Both universities agreed that decreased home sales along with falling or flat prices in the housing market would not be enough to push California intoa deep recession unless some other bright spots in the state economy suddenly fail also.

This overall forecast is bolstered by the findings of real estate research company HomeSmartReports.com, which claims that mortgages in San Francisco and San Mateo counties have become 14.7 percent less risky for lenders, and the California statewide risk factor is down 13.4 percent.

A lower mortgage risk is believed to be a good indicator that housing prices are stable within a specific market. HomeSmartReports.com theorizes that lenders have become more careful in a sluggish market and fewer buyers are stretching themselves thin in hopes of making a quick resale profit.

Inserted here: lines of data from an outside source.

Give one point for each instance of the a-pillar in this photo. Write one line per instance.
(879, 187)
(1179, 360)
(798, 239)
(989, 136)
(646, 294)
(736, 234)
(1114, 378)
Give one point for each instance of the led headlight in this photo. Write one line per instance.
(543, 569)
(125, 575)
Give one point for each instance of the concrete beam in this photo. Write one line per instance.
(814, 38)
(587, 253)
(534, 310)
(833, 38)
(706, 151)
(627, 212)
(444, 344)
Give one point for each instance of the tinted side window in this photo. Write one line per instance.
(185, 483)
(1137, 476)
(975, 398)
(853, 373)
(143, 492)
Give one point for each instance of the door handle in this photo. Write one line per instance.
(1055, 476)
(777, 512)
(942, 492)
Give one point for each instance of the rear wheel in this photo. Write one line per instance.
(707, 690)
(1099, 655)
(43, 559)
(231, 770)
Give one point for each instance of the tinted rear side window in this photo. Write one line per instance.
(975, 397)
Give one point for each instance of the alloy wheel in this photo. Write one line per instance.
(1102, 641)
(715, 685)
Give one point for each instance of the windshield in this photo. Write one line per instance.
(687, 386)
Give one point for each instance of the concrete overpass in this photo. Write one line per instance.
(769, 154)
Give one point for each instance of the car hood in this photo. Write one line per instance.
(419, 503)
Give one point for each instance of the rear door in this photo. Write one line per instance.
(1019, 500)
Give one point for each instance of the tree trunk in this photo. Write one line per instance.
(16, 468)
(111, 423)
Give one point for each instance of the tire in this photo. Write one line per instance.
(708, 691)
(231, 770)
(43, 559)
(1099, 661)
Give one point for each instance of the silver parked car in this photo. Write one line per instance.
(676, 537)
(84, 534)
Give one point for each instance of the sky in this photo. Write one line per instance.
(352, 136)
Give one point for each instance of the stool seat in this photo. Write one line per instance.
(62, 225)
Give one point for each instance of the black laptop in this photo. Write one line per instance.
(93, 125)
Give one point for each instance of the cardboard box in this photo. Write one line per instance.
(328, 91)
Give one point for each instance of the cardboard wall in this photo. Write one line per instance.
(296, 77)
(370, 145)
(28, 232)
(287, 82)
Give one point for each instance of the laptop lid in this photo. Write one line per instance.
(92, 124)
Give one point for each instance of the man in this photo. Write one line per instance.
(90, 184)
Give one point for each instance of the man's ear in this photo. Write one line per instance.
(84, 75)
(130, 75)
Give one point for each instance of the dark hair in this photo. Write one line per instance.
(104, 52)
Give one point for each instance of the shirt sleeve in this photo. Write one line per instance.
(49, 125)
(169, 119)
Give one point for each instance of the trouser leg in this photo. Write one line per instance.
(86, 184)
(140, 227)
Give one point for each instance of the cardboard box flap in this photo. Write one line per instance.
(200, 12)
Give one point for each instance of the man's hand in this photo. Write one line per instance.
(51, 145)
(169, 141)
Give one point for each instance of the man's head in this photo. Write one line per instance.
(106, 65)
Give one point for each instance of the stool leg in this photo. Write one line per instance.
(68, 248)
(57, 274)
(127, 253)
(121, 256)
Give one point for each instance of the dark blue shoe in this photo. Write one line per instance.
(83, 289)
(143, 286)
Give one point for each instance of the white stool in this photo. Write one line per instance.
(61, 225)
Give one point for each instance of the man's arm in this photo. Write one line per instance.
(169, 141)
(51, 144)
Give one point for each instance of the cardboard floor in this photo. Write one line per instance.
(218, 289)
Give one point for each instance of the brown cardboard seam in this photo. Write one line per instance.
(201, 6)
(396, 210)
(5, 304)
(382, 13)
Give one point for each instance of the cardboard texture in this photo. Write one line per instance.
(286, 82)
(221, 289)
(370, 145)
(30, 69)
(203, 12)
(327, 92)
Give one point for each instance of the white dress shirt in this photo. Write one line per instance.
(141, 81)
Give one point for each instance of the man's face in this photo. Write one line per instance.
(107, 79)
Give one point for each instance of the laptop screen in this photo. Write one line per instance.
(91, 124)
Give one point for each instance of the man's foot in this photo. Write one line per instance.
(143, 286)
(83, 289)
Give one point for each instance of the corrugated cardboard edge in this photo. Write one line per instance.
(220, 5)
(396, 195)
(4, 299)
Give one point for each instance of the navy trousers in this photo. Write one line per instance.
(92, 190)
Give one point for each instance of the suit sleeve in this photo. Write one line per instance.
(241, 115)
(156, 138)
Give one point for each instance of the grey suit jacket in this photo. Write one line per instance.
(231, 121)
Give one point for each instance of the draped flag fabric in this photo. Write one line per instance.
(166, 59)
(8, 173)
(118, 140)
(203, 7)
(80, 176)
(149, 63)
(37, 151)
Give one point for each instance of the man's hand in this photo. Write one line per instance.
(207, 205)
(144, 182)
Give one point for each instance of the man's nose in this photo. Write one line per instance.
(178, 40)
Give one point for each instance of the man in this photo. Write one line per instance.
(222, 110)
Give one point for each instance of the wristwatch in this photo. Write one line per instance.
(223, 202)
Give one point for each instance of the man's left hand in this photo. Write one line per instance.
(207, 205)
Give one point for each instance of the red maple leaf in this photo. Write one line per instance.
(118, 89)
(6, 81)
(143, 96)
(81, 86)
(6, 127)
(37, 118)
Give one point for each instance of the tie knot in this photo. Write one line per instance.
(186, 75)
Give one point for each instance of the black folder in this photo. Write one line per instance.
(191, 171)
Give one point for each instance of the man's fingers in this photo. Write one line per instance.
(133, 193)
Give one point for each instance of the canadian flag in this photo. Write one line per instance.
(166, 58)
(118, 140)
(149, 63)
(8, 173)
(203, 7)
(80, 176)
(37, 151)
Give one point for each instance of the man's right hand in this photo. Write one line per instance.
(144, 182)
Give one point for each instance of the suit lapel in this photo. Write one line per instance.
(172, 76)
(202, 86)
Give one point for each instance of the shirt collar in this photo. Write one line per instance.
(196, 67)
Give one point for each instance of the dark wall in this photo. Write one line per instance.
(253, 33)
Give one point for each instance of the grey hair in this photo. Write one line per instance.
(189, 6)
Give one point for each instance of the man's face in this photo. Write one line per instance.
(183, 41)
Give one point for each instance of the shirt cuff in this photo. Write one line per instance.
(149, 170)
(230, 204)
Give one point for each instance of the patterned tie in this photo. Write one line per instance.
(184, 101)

The Anderson Forecast insists that “manufacturing is not poised to contribute much to job loss” and “real interest rates are very low and there is no evident credit crunch … on the horizon.” Without a secondary business weakness in California economy, the sluggish housing market is not enough to spark a major regional recession.

With the strong comeback of high-tech and tourism plus the emergence of biotech and continued strength of agriculture, California’s overall fiscal stability appears sound. UOP and UCLA both project that neither consumer spending nor the state budget will suffer a big enough hit to bring on a recession. The universities point to the recent “soft landing” in the United Kingdom, which has been in prolonged real estate doldrums since the end of its flashy 2002-03 housing boom.

Still, the near-universal forecast of at least a minor economic slowdown in California for at the next two to three years should be considered ample warning to Sacramento politicians that it is time to tighten up on spending and become truly serious about eliminating continued yearly deficits.